In an audio recording broadcast on television Thursday, deposed Libyan ruler Moammar Gadhafi denied rumours that he fled to neighbouring Niger and called on Libyans to keep fighting the "germs" and "rats" who co-operated with NATO.
In a message aired on Syrian-based Al-Rai TV, a voice said to belong to Gadhafi denounced reports that he had fled the North African nation and blasted former rebels who ousted him from power as "a bunch of mercenaries, thugs and traitors."
"We are ready to start the fight in Tripoli and everywhere else, and rise up against them," Gadhafi said in the five-minute audio recording translated by The Associated Press. "All of these germs, rats and scumbags, they are not Libyans, ask anyone. They have co-operated with NATO."
The authenticity of the recording could not be independently verified but the voice and style strongly resembled Gadhafi, who has used the TV channel in the past.
Later Thursday, Gadhafi loyalists fired rockets from inside Bani Walid, targeting opposition fighters who have surrounded the area. The desert town is one of the few remaining Gadhafi strongholds.
At least 10 loud explosions shook the ground along the desert frontline and smoke billowed from where the projectiles landed in Wadi Dinar, about 19 kilometres outside the town, The Associated Press reported. The former rebels said the projectiles fired were Grad rockets.
Ousted ruler in hiding
Gadhafi's exact whereabouts are still not known. He hasn't been seen in public for months and has relied on audio broadcasts to reach his supporters and criticize his opposition.
Speculation emerged earlier in the week that he had fled to neighbouring Niger after a convoy of military vehicles was spotted entering the country.
The U.S. later said it had no evidence indicating that Gadhafi was in the convoy, and Niger's foreign minister told the BBC Wednesday that Gadhafi was not in the country.
"It is not true that he has tried to come into Niger or he came into Niger," Mohamed Bazoum told the broadcaster.
According to Al-Jazeera, Gadhafi said in the recording that there was nothing unusual about a convoy of vehicles travelling into the neighbouring desert nation, and called the rumours about his whereabouts "psychological warfare and lies."
The confusion around his location grew Wednesday, when oppposition forces gave conflicting statements about his whereabouts.
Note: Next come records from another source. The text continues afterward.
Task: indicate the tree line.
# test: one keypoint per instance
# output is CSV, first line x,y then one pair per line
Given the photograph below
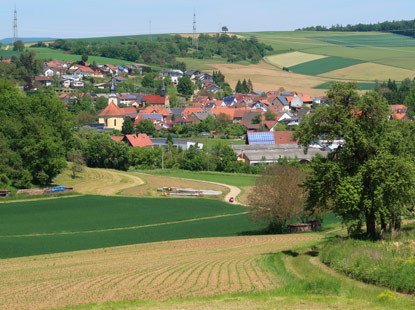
x,y
403,27
164,51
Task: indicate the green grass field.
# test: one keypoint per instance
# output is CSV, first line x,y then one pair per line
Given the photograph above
x,y
324,65
118,39
89,222
46,53
382,40
8,54
362,86
236,179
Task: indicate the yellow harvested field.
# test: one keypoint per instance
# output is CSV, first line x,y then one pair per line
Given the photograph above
x,y
99,181
190,35
266,77
371,72
153,271
291,59
152,182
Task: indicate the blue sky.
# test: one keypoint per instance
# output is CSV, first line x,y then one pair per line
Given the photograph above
x,y
91,18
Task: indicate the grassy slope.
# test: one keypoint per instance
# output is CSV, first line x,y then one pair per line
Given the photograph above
x,y
50,53
236,179
324,65
304,283
54,220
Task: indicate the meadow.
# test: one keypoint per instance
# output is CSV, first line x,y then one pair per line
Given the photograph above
x,y
324,65
47,53
90,222
235,179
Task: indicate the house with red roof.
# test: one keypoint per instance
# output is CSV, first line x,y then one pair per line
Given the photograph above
x,y
186,112
224,112
138,140
398,111
112,117
156,100
117,138
84,71
155,110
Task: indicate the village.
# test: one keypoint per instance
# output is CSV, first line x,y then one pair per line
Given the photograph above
x,y
266,121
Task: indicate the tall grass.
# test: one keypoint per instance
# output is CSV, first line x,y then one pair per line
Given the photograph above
x,y
386,263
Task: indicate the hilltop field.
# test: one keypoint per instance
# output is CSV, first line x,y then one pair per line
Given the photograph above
x,y
120,245
311,60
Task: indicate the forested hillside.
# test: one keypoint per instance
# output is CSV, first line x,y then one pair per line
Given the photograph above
x,y
403,27
165,50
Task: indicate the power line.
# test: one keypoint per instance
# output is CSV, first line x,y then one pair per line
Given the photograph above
x,y
194,40
15,25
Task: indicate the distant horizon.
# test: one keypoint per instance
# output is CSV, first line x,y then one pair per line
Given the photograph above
x,y
131,17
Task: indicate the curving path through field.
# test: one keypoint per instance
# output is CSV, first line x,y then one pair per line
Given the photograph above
x,y
100,181
153,271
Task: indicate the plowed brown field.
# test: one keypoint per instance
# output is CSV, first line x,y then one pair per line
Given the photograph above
x,y
158,271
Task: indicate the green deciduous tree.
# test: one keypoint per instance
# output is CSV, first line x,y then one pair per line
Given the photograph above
x,y
127,126
146,126
185,86
370,177
18,46
278,196
102,152
37,131
101,103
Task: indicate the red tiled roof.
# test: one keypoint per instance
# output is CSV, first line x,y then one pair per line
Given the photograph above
x,y
190,110
289,98
154,99
112,110
117,138
269,124
284,137
305,98
227,111
139,140
85,69
155,110
43,78
113,68
129,110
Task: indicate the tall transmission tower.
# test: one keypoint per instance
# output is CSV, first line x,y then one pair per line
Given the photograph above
x,y
194,40
149,27
15,25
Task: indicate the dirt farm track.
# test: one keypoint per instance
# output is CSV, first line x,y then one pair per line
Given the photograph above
x,y
157,271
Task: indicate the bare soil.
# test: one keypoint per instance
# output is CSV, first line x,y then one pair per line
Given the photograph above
x,y
266,77
156,271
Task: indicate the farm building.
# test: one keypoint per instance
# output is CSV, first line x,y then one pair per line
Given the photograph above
x,y
112,117
184,144
271,153
274,137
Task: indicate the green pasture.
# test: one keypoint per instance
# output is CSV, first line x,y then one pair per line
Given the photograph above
x,y
361,86
205,64
90,222
8,54
235,179
304,283
118,39
324,65
47,53
382,40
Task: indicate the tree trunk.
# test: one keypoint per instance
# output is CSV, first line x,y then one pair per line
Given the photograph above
x,y
371,225
383,228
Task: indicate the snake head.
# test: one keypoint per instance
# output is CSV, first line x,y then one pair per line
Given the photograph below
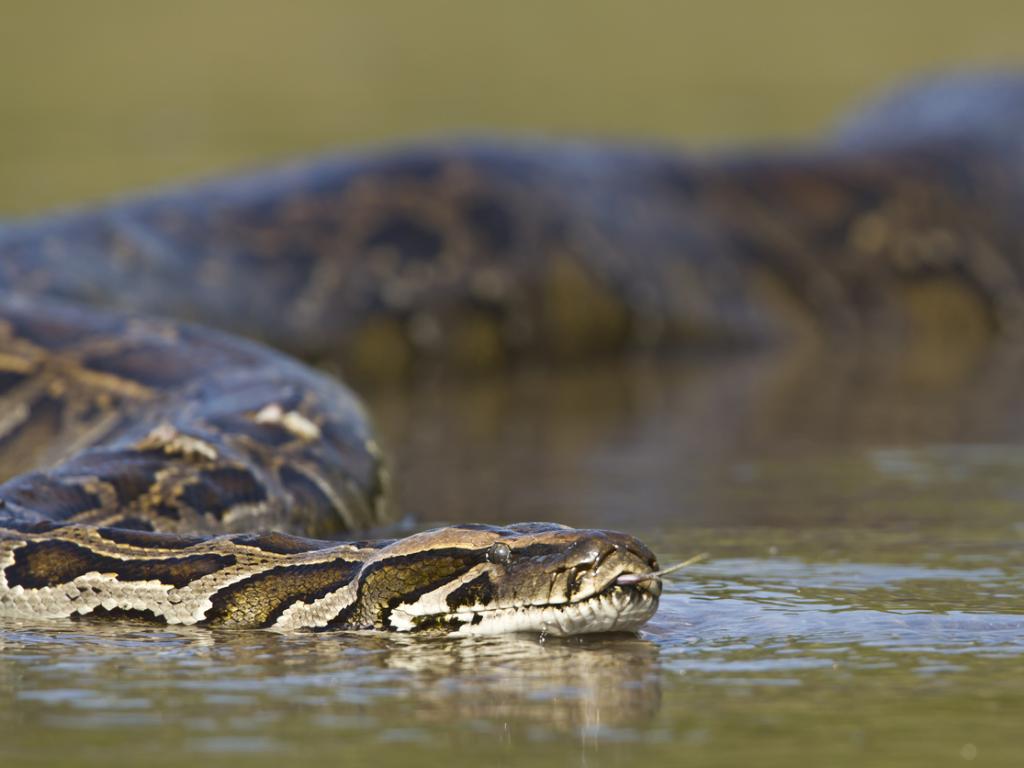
x,y
525,578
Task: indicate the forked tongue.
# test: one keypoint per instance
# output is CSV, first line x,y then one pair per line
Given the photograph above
x,y
630,579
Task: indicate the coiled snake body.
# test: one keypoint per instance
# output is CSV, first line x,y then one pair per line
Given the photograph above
x,y
140,453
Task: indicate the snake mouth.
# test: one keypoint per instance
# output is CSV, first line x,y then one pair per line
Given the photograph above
x,y
615,607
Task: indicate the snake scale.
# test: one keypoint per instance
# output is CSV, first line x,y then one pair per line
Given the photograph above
x,y
142,455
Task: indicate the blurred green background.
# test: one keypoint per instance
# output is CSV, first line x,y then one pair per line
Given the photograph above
x,y
105,96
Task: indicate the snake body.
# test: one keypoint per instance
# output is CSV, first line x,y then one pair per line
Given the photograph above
x,y
139,454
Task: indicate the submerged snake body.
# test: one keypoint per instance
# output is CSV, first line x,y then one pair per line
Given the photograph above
x,y
137,451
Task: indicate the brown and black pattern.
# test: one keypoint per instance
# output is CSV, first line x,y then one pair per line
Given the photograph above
x,y
126,442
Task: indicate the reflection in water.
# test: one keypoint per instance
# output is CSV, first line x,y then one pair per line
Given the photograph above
x,y
864,601
153,683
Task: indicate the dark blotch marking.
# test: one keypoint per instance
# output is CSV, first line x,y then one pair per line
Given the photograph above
x,y
259,600
492,224
271,435
306,495
52,563
132,614
282,544
441,624
45,414
147,540
52,331
477,592
49,497
539,550
387,584
9,380
131,473
134,523
411,239
157,365
216,491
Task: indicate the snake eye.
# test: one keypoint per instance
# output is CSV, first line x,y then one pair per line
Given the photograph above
x,y
499,553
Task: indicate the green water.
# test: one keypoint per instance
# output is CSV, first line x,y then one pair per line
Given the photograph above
x,y
863,603
864,600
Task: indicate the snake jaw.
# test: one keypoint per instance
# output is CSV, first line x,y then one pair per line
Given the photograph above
x,y
556,582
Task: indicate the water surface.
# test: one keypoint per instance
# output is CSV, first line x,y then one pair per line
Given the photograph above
x,y
863,603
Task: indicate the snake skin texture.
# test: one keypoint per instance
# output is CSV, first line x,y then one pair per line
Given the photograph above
x,y
138,455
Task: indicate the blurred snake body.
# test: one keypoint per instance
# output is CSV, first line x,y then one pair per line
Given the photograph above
x,y
162,470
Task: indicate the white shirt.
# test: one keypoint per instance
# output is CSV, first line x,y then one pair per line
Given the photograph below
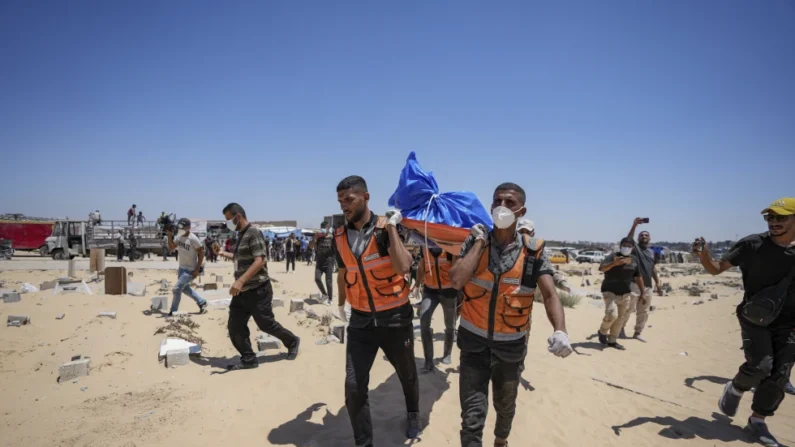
x,y
188,247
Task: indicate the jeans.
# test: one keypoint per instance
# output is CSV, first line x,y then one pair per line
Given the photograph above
x,y
257,303
477,369
325,266
361,350
431,298
769,356
184,278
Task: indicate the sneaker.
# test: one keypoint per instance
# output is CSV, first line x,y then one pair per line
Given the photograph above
x,y
729,400
292,353
240,366
758,429
414,429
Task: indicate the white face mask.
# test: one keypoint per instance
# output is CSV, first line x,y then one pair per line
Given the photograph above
x,y
503,217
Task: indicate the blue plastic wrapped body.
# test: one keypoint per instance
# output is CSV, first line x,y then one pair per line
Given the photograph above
x,y
438,216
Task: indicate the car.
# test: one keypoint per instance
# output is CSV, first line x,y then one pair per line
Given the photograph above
x,y
591,256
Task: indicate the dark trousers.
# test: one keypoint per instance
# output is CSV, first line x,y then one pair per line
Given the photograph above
x,y
361,350
430,300
769,356
257,303
325,266
477,369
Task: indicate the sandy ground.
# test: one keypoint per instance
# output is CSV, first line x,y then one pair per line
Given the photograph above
x,y
131,399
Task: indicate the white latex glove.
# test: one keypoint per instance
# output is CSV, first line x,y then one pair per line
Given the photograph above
x,y
525,225
480,231
559,344
394,217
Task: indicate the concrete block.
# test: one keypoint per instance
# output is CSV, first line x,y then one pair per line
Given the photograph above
x,y
338,330
11,297
296,305
136,288
265,341
18,320
159,303
73,370
177,357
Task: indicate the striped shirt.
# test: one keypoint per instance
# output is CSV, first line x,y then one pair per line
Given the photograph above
x,y
251,245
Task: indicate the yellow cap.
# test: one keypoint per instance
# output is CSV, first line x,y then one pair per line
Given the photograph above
x,y
783,207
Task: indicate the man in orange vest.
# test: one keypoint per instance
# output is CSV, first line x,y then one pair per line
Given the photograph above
x,y
498,273
373,263
433,274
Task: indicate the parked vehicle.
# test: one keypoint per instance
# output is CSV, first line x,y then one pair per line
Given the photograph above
x,y
592,256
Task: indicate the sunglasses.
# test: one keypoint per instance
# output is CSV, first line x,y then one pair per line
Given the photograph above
x,y
775,218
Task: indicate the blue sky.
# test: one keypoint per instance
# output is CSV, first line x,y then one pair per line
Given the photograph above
x,y
682,111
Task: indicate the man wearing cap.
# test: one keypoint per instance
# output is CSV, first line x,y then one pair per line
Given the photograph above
x,y
191,256
767,261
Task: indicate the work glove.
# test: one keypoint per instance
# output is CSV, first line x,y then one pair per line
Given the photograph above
x,y
525,225
479,231
394,217
559,344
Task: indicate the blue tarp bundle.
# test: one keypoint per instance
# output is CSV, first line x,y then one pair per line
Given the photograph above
x,y
416,188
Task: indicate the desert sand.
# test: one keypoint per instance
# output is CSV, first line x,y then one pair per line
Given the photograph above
x,y
649,395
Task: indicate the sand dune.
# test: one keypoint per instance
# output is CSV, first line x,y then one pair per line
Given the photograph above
x,y
648,395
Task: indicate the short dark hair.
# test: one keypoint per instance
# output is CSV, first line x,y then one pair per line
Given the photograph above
x,y
352,182
508,186
234,208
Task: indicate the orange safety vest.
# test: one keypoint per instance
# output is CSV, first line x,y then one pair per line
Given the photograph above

A spokesman for the new military council said rebel fighters had located and surrounded the deposed ruler, but a deputy defence minister later said that opposition forces weren't sure where he was.
Pockets of resistance
The former rebels have made substantial gains in recent weeks, sweeping west from their base in Benghazi after six months of clashes and drawn-out conflict with regime forces. The fighters moved into Tripoli in late August, battling with regime loyalists before taking the capital city.
But the former rebels are still facing resistance from at least three Gadhafi strongholds: Bani Walid, Sabha and Sirte, Gadhafi's hometown.
Thousands of fighters have converged on areas outside Bani Walid and have threatened to attack if residents don't surrender by Saturday. Officials have said the town emerged as a focus because of the number of prominent regime loyalists believed to be inside.
Gadhafi ruled Libya for more than four decades before being forced into hiding by a rebel advance supported by a NATO-led mission to protect civilians.
Opposition forces are in the process of establishing an interim government and are working with international organizations to try and unfreeze Libyan assets.